头图
This article was first published on the Nebula Graph Community public account

1. Project Background

Weilan is a knowledge graph application for querying technologies, industries, enterprises, scientific research institutions, disciplines and their relationships. It contains tens of billions of relationships and billions of entities. In order to make this business run perfectly Up, after research, we use Nebula Graph as the main database to carry our knowledge graph business. With the product iteration of Nebula Graph, we finally choose to use the v2.5.1 version of Nebula Graph as the final version.

2. Why choose Nebula Graph?

In the field of open source graph databases, there are undoubtedly many options, but in order to support knowledge graph services for such large-scale data, Nebula Graph has the following advantages over other graph databases, which is why we choose Nebula Graph:

  1. Less memory usage

In our business scenario, our QPS is relatively low and there is no high fluctuation. At the same time, compared to other graph databases, Nebula Graph has a smaller idle memory footprint, so we can configure machines with lower memory by using Go and run the Nebula Graph service, which definitely saves us money.

  1. Use the multi-raft consensus protocol

Compared with traditional raft, multi-raft not only increases the availability of the system, but also has higher performance than traditional raft. The performance of the consensus algorithm mainly depends on whether it allows holes and granularity segmentation. In the application layer, whether KV database or SQL, can successfully use these two characteristics, the performance will definitely not be bad. Since the serial submission of raft is extremely dependent on the performance of the state machine, even on KV, the op of one key is slow, which will significantly slow down other keys. Therefore, the key to the performance of a consistent protocol must be how the state machine can be parallelized as much as possible, even if the granularity of multi-raft is relatively coarse (compared to Paxos), but for the raft protocol that does not allow holes Still, there is a huge improvement.

  1. The storage side uses RocksDB as the storage engine

As a storage engine/embedded database, RocksDB is widely used as a storage side in various databases. More importantly, Nebula Graph can improve database performance by adjusting RocksDB's native parameters.

  1. fast write speed

Our business requires frequent and large writes, and Nebula Graph can achieve an insertion speed of 20,000/s even in the case of vertices with a large amount of long text content (3 machines in the cluster, 3 copies of data, 16 threads to insert) speed, while the insertion speed of no attribute edge can reach 350,000/s under the same conditions.

3. What problems did we encounter when using Nebula Graph?

In our knowledge graph business, many scenarios need to show users a paginated one-time relationship. At the same time, there are some super nodes in our data, but according to our business scenarios, the super nodes will definitely be the nodes with the highest possibility of user access. So this cannot be simply classified as a long-tail problem ; and because our user volume is not large, the cache must not be hit often, and we need a solution to make user query latency smaller.
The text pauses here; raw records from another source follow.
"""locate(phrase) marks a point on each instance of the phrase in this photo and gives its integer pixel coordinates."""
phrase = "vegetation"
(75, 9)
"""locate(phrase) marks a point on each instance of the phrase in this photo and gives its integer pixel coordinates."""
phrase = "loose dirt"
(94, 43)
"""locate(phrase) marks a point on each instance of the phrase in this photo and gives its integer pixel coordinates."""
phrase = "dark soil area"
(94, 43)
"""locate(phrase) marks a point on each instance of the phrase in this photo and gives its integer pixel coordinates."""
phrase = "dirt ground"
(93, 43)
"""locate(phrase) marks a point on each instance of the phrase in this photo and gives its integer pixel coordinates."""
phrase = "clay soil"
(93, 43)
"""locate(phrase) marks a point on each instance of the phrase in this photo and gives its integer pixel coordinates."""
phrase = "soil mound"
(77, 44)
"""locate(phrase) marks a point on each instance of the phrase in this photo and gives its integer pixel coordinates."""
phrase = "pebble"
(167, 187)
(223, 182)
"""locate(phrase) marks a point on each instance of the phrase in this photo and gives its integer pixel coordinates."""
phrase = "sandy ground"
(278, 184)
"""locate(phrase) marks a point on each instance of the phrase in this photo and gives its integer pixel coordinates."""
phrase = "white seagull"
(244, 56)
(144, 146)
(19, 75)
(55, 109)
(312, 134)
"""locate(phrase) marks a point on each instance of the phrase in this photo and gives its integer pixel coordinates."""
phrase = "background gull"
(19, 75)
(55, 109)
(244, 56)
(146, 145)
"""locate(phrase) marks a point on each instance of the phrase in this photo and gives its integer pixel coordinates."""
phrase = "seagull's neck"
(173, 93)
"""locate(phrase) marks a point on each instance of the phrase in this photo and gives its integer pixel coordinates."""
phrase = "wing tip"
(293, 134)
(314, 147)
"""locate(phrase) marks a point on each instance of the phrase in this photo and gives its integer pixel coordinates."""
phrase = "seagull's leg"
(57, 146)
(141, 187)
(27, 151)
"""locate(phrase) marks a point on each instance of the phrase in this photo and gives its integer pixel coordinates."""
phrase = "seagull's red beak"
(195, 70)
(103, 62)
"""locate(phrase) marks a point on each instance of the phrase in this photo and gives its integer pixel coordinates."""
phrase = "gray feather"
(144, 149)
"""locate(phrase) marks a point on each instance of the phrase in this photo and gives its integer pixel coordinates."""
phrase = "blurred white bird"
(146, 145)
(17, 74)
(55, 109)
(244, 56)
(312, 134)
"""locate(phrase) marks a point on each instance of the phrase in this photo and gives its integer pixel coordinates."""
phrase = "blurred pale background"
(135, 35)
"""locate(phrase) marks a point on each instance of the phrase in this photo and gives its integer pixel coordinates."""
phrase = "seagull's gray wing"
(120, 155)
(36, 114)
For example: the business scenario is to query the downstream technology of this technology, and at the same time, it needs to be sorted according to the sort key we set, which is a local sort key. For example, an institution ranks very high in a certain field, but is relatively general in the global or other fields. In this scenario, we must set the ranking attribute on the edge, and fit and standardize the global ranking items so that each The variance of the dimension data is all 1, and the mean value is all 0, so that local sorting can be performed, and paging operations are also supported to facilitate user query.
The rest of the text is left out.